But a terrible curiosity has opened inside you, one of those trapdoors the mind steps onto even while screaming not to. It is curiosity, not forgiveness, that makes you say, “Then tell me everything.”
He draws in a long breath.
“Three years ago,” he begins, “before the surgery, before the school, before you knew my name… I heard about a fire.”
Your stomach drops.
You had spent years making the explosion into a short story because short stories are easier to survive. There had been a defective gas line in the bakery kitchen where you worked weekends while studying nursing. There had been the smell, then the spark, then the wall of heat. There had been pain so total it erased language. When people asked later, you gave them the clean version. A gas leak. An accident. I was unlucky. God spared me.

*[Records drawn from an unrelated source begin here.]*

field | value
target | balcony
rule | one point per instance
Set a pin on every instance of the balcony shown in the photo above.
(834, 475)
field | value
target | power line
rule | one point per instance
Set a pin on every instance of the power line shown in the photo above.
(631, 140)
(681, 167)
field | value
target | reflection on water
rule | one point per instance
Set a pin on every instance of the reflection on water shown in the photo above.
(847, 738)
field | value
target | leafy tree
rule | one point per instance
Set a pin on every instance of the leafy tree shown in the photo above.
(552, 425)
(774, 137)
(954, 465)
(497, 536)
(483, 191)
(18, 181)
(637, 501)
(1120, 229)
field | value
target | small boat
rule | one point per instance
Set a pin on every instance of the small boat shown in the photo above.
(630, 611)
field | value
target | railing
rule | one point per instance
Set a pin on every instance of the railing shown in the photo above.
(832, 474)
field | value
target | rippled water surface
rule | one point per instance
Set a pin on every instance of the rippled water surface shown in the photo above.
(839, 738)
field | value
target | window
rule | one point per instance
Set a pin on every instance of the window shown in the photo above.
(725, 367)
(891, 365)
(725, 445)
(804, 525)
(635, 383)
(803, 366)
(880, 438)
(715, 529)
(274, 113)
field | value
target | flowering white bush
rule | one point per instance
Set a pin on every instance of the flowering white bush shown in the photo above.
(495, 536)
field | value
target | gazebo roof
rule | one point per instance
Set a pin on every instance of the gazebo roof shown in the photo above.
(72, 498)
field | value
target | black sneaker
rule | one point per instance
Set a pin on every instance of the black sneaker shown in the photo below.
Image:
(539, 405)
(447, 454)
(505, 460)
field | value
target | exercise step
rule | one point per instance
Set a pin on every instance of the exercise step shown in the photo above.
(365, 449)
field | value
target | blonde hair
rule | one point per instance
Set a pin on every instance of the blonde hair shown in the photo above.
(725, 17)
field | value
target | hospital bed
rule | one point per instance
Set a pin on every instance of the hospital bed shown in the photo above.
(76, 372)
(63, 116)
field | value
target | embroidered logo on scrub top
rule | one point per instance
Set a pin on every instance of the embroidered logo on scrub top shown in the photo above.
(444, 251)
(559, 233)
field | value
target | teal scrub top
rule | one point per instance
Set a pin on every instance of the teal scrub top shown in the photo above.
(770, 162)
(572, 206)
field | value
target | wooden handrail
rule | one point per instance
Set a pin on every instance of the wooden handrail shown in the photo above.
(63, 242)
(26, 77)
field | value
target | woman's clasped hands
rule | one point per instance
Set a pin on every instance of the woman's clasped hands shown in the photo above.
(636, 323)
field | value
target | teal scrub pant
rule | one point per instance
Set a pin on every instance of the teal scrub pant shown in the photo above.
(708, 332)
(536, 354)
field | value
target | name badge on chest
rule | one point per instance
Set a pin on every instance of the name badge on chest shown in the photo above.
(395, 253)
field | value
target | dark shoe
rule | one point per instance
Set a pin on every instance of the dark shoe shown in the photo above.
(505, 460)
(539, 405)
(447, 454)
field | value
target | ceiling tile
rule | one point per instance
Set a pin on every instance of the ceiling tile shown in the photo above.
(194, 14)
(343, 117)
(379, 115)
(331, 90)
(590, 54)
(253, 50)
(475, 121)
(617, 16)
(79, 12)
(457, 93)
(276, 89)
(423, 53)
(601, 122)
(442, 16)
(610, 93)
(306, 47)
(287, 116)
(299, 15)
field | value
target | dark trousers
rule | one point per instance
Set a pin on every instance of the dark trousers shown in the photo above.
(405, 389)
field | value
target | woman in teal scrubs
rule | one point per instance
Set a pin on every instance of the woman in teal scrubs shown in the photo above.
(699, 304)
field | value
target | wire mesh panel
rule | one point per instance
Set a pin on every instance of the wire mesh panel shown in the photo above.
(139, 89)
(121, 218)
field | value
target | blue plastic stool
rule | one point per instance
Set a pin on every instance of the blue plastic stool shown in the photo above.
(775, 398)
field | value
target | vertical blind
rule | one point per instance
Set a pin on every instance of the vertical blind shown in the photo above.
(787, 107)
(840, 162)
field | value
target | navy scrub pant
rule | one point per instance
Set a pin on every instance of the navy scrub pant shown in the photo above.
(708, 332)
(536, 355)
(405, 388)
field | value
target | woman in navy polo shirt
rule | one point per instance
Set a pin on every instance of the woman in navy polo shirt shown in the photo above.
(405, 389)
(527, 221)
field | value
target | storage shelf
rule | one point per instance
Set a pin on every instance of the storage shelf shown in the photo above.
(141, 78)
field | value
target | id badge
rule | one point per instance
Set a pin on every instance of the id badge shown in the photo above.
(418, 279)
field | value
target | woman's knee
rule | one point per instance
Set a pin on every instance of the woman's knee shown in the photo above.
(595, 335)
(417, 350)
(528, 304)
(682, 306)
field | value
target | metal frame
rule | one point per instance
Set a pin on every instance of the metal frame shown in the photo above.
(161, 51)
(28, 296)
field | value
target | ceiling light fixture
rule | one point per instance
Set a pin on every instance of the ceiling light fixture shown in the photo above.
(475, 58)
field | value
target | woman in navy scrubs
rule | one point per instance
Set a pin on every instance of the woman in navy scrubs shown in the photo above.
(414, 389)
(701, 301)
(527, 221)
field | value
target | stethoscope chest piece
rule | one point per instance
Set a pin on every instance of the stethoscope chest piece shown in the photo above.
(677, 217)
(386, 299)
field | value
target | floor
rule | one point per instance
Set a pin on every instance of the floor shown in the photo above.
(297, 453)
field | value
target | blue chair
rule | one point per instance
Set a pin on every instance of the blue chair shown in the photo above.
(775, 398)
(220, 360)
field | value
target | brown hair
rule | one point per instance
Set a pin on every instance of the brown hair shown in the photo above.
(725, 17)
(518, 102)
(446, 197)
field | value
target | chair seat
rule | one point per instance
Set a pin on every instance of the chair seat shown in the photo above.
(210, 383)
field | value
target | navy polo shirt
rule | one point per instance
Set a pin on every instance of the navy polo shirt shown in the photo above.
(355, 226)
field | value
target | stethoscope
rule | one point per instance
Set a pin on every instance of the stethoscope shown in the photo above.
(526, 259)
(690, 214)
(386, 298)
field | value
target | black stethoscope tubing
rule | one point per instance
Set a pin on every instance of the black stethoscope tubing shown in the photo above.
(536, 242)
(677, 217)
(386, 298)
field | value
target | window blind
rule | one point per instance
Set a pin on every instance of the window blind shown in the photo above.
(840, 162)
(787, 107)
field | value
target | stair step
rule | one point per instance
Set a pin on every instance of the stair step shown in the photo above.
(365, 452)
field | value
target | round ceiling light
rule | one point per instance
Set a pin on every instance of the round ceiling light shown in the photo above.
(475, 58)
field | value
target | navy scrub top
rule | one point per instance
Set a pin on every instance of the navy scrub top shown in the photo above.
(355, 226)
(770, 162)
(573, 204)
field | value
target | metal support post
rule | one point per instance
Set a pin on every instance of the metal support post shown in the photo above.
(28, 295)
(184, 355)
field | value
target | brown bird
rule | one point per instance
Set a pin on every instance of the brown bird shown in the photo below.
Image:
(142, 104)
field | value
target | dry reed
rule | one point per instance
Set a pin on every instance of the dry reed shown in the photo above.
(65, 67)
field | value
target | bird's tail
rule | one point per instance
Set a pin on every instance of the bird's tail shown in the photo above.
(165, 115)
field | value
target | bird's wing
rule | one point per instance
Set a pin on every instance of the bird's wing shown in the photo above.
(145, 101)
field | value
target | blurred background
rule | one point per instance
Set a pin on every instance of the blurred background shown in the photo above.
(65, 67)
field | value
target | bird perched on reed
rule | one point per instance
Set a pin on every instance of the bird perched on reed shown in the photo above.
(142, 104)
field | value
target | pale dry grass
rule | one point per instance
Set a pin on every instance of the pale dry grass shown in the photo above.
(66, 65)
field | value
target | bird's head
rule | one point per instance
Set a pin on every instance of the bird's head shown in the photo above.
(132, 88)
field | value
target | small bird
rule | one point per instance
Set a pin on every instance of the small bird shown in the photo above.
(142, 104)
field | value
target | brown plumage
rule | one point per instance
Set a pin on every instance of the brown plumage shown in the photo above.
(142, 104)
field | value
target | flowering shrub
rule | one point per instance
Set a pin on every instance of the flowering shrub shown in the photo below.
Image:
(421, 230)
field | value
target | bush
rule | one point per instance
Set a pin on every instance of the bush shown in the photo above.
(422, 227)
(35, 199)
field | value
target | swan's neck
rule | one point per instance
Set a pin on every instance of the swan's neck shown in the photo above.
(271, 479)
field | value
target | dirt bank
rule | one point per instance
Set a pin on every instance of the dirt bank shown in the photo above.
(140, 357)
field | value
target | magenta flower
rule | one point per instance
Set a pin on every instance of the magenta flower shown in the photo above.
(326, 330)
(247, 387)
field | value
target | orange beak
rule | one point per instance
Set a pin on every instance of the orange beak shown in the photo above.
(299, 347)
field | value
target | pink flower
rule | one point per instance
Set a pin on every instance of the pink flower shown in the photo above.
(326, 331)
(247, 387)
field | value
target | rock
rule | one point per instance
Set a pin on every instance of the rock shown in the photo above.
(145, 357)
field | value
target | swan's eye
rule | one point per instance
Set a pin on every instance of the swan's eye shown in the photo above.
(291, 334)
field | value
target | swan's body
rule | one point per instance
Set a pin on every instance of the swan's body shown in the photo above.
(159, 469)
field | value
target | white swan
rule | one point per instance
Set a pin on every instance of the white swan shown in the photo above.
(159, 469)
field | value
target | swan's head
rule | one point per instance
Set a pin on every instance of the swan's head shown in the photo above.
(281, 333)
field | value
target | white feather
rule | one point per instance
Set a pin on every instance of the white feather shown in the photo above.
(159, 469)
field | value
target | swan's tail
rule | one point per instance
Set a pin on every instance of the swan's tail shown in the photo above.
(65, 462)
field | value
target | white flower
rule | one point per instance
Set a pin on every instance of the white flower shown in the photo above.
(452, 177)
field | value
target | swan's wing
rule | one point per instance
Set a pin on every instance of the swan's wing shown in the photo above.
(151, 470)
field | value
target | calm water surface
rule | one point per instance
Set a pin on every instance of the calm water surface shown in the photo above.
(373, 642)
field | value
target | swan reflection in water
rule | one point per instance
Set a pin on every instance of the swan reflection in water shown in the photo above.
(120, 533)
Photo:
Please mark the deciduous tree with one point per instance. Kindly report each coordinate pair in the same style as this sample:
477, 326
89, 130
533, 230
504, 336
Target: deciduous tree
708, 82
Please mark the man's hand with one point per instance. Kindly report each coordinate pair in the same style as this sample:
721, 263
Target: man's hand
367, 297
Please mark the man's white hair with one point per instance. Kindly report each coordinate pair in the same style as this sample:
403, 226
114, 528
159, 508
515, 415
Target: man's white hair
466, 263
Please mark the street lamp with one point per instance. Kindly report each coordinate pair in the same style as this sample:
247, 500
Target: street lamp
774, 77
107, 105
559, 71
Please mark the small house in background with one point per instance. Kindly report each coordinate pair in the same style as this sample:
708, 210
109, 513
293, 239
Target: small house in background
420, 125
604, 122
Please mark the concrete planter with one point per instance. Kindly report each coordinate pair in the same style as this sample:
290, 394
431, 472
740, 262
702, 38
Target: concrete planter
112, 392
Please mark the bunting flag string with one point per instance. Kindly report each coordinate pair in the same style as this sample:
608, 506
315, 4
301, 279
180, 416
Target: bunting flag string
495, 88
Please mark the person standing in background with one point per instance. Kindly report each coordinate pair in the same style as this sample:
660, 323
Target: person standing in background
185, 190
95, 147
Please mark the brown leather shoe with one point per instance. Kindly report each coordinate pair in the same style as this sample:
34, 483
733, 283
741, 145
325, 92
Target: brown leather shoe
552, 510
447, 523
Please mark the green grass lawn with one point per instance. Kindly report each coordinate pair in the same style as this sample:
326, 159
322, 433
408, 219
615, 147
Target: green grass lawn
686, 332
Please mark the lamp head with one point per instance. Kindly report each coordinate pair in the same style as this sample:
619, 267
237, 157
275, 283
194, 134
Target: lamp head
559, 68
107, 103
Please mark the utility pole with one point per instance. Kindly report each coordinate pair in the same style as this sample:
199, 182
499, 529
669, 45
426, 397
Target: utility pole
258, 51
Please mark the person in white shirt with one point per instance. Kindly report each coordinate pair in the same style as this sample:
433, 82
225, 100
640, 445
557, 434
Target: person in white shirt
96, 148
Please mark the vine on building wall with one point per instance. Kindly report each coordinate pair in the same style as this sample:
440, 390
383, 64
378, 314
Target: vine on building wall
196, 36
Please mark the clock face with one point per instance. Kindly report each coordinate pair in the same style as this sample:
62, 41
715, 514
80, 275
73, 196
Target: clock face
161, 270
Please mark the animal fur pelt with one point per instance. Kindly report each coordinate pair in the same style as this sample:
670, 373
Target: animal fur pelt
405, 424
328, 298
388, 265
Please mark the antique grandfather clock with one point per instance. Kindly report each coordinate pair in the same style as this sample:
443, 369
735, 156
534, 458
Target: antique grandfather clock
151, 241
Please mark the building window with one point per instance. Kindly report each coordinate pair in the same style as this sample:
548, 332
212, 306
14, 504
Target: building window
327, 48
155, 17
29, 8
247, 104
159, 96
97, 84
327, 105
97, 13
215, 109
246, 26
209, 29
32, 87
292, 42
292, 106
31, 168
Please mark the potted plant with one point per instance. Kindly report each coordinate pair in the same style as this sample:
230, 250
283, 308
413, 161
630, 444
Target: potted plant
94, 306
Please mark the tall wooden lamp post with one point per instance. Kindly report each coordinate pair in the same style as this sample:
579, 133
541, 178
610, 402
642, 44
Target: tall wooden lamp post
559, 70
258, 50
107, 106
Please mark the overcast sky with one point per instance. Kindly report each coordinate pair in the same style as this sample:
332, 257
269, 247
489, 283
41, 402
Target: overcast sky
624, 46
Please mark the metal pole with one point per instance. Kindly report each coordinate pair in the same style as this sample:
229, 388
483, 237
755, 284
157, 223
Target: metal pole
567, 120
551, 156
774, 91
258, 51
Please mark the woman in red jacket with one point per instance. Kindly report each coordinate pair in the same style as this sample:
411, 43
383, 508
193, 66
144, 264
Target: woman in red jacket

But he is not telling the clean version. You hear it in his voice.
“My cousin Chika worked at the newspaper,” he says. “She was doing a piece on hospital negligence and kitchen safety violations in low-income districts. She came to visit me one evening with notes she wanted read aloud because her eyes were exhausted. I was still blind then, but I listened while she talked. She mentioned a young woman burned in an explosion at San Judas Bakery. She said the owner had paid the inspector to ignore repeated complaints.”
You swallow hard.
He keeps going, almost as if he knows that if he stops, you’ll bolt.
“She was angry because the story was getting buried. The bakery owner had relatives on the city council. There were photos in the file. She described one of them to me. A hospital hallway. A young woman sitting alone. Gauze around her neck. Her mother asleep beside her in a plastic chair. And in the woman’s lap was a workbook. She said even then, with her hands bandaged, that woman was trying to study.”
Your throat closes.
It had been your anatomy workbook.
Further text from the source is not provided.